第10話 別れ

 今日は本当に夕陽が綺麗だ。

 僕は草地に座ったまま、茜の上半身を抱きしめる。

 華奢な肩、甘い香り、柔らかな女の子の体。すると「うーん」と意識を取り戻した茜は僕を拒否することなく、吐息まじりに小さくささやいた。


「このままでいいよ、透」


 体を離そうとする僕の背中に、茜は手を回してくる。


「夕陽が綺麗ね。だからもっとぎゅっとして……」


 夕陽が大好きな茜。だって彼女の名前の由来だから。

 先ほど見た夢で再認識した。

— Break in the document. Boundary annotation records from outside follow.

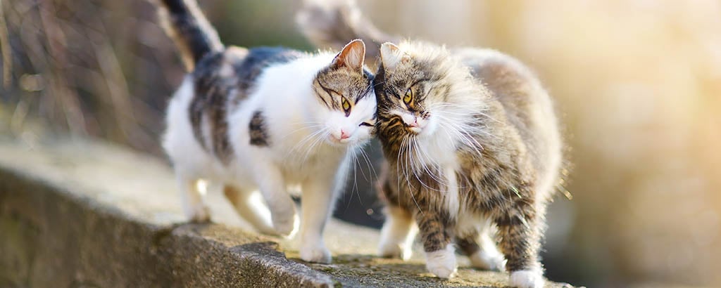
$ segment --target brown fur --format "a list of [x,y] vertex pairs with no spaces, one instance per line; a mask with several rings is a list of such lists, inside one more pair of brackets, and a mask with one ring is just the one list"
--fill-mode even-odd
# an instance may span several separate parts
[[[508,271],[540,268],[546,203],[560,163],[558,130],[546,91],[527,68],[495,51],[451,54],[421,44],[402,49],[407,58],[392,71],[381,66],[376,75],[377,133],[389,162],[386,183],[380,185],[383,198],[414,215],[427,252],[444,249],[454,238],[465,253],[477,251],[477,232],[456,226],[461,214],[467,214],[488,217],[497,226]],[[460,97],[461,104],[482,104],[477,114],[469,116],[477,128],[466,132],[472,141],[459,143],[455,151],[458,212],[444,204],[447,175],[438,167],[409,167],[406,155],[412,148],[407,145],[412,133],[390,111],[399,107],[398,95],[413,85],[418,95],[412,105],[403,108],[418,117],[433,117],[424,108],[426,97],[451,103]],[[481,130],[489,133],[477,132]]]

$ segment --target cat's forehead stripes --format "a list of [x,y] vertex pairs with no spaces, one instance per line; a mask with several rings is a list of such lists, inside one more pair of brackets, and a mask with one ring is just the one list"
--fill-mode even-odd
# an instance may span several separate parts
[[[195,94],[188,113],[198,142],[224,163],[229,163],[234,151],[228,139],[227,114],[250,95],[263,69],[304,55],[281,48],[229,48],[198,62],[193,72]],[[265,143],[270,143],[267,138]]]

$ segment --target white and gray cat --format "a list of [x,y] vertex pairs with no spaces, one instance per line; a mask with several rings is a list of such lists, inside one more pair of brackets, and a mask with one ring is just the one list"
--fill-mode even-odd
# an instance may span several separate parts
[[[159,2],[161,20],[190,71],[168,106],[163,140],[186,215],[210,219],[199,179],[223,185],[258,230],[291,237],[300,225],[301,258],[329,263],[324,227],[350,157],[374,125],[363,41],[337,54],[226,48],[194,0]],[[302,192],[300,224],[291,186]],[[248,201],[255,191],[271,219]]]

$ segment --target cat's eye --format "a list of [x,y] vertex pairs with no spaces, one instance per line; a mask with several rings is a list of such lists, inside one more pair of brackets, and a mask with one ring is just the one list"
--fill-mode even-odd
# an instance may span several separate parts
[[350,103],[349,103],[348,100],[346,100],[345,97],[340,102],[340,104],[343,106],[343,111],[348,112],[348,110],[350,110]]
[[403,103],[409,104],[410,103],[410,101],[412,99],[413,99],[413,91],[410,89],[410,88],[409,88],[408,90],[406,91],[405,96],[403,96]]

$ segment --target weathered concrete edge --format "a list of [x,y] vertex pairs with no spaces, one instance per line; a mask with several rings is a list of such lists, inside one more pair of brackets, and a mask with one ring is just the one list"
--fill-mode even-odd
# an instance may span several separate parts
[[11,255],[0,262],[2,287],[340,284],[288,260],[277,243],[214,237],[243,233],[237,229],[149,224],[12,168],[0,167],[0,253]]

僕たちはずっと昔からここに居たんだ――と。


 懐かしい景色。

 腕の中にある大切な存在。

 絶対失ってはいけない人なんだ茜は。

 だからもう、他の誰かに乗っ取られて欲しくない。

 僕は強く彼女を抱きしめる。


「ありがとう。幼稚園の時のことを思い出してくれて。私ね、あの時からずっと透のことが好き」

「僕も大切に思ってる」

「あの時は透が目をつむったから、今度は私が目をつむるね」


 僕はゆっくりと体を離す。

 茜は目を閉じたまま、静かに僕を待ち続けていた。

 唇を唇に近づける。僕のファーストキス。

 さっきはアオとキスしなくてよかった。破裂してしまいそうな胸のドキドキがそのことを裏付けている。

 唇が合わさった瞬間、熱いものが体を駆け抜けた。


「大好きだよ、茜」

「私も」


 狂おしい感情に導かれ、僕は茜のことを抱きしめた。

 すると彼女は小さく耳元で囁いたのだ。


「これでもう、思い残すことはない……」

「えっ?」


 驚いた僕は体を離し、彼女を見つめる。


「キスってこんなに素晴らしいものなのね。世界中の人がキスをしたら戦争なんて無くなるのに。キスを忘れた人が戦争を始めるってよく分かったわ。それを教えてくれてありがとう。これで私は行くことができる」

「それって……」

「じゃあね少年。君のことは絶対忘れないよ」


 すると茜の鼻から青い光が空に向かって放たれていく。

 呆然としながら、僕はそれを眺めることしかできなかった。